Die Grundsatzfrage aus Sicht der Bürger lautet: Stärken neue Parteien im Parlament die Qualität der Demokratie in Österreich?

Prinzipiell wohl eher ja, allerdings kommt es, wie fast immer, auf die Umstände an. Vereinfacht lässt sich sagen: Zwei Parteien sind stets besser als nur eine, ab dann kann es kompliziert werden.

In den USA scheint über Demokraten und Republikaner hinaus kein Bedarf zu bestehen. In Großbritannien, Mutter aller Zweiparteiensysteme, bevölkern derzeit drei Mittelparteien und etliche Kleinstparteien die altehrwürdigen Bänke des House of Commons. Die Effizienz der Regierungsarbeit hat ob der ungewohnten Notwendigkeit einer Koalition eher nicht profitiert; das Unterhaus selbst wurde durch die Zersplitterung der politischen Kräfte bunter, ohne jedoch an Gestaltungskraft einzubüßen.

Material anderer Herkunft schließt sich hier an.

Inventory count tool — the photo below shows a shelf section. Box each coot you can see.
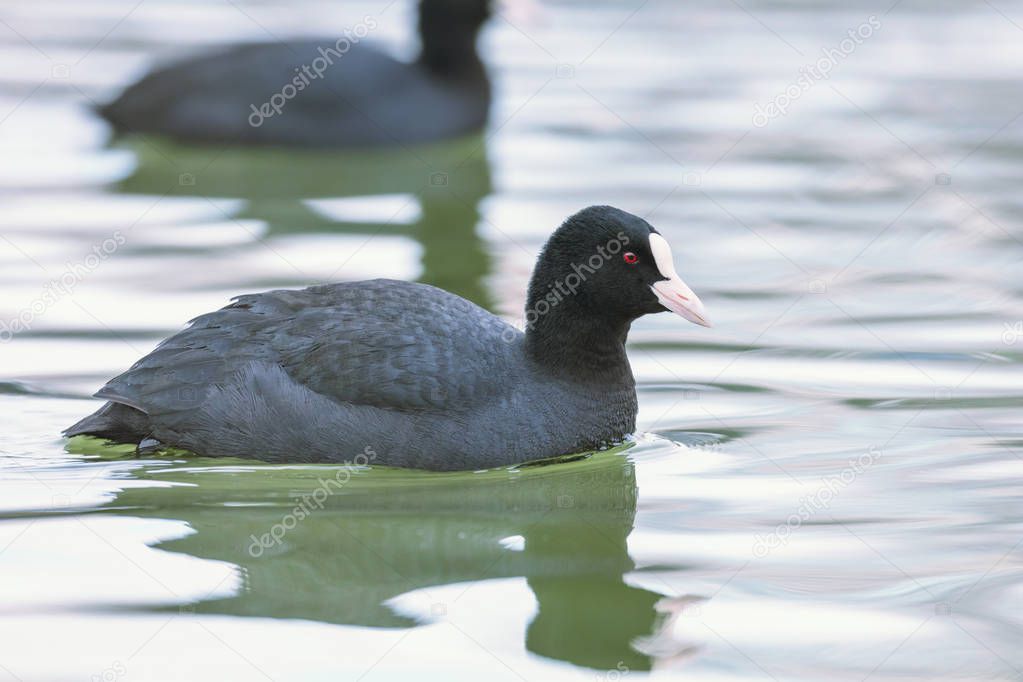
[99,0,490,148]
[64,207,707,470]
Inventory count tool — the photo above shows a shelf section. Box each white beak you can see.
[650,232,710,327]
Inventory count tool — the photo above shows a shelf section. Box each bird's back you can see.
[100,40,489,147]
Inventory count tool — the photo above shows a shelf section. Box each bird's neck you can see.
[526,299,632,385]
[418,22,485,80]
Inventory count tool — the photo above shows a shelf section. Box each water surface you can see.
[0,0,1023,681]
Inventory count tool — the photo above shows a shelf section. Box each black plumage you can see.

In Deutschland hat die Entstehung einer neuen Partei das Gefüge dagegen nachhaltig verändert. Hätte sich nicht die Linkspartei in den Jahren nach 2004 aus enttäuschten Sozialdemokraten und den Überbleibseln der ehemaligen Staatspartei der DDR entwickelt, hätte die SPD heute eine Machtalternative zur Rolle des Juniorpartners in einer großen Koalition. In Deutschland hat also eine zusätzliche Partei die Chancen auf einen Machtwechsel reduziert, indem sie die Position von CDU und CSU als stärkste Partei zementierte. Weniger Demokratie trotz größerer Zahl an Parteien.

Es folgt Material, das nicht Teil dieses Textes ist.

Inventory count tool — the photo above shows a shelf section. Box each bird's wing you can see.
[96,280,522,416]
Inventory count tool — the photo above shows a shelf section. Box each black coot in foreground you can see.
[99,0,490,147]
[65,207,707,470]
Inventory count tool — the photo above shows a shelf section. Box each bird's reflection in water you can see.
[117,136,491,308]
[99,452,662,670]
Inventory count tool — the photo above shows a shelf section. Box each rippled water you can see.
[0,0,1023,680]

Im Bundestag ist es weniger die schiere Anzahl an Partei als der Umstand, dass Mehrheiten links der Mitte durch die Isolation der Linkspartei erschwert werden. Nur so wurde möglich, was Kanzlerin Merkel als stets unterschätzte politische Leistung würdigte: eine konservative Regierung in einem strukturell linken Land.

In Österreich ist es recht ähnlich, nur umgekehrt, wird hier die Rolle der Linkspartei von der FPÖ besetzt, was wiederum der SPÖ das Vorrecht auf den Kanzler in einem tendenziell rechten Land sichert.

Wenn sich nun die Zahl der Parteien im Nationalrat erhöht, ergibt das automatisch die Chance auf neue Regierungskombinationen; demgegenüber stehen wachsende Probleme, die Interessen einer bunten Koalition unter einen Hut zu bringen. Gut möglich, dass dann im Parteiengezänk der Wählerwille verloren geht. Italiens fragile Wahlbündnisse, auch Belgiens gespiegeltes Politiksystem sind geeignete Anschauungsbeispiele. Dagegen sitzen im schwedischen Reichstag acht Parteien - von mangelnder Regierungsfähigkeit nichts zu hören.

Mehr Demokratie bedeutet für Österreich: so konstruktive wie stabile Alternativen zur ewigen großen Koalition. Daran scheiterte bisher auch ein Fünf-Parteien-Parlament. Ob sechs und mehr Parteien es besser machen - oder doch nur SPÖ und ÖVP noch enger aneinanderbinden? Die Wochen nach dem 29. September werden es zeigen.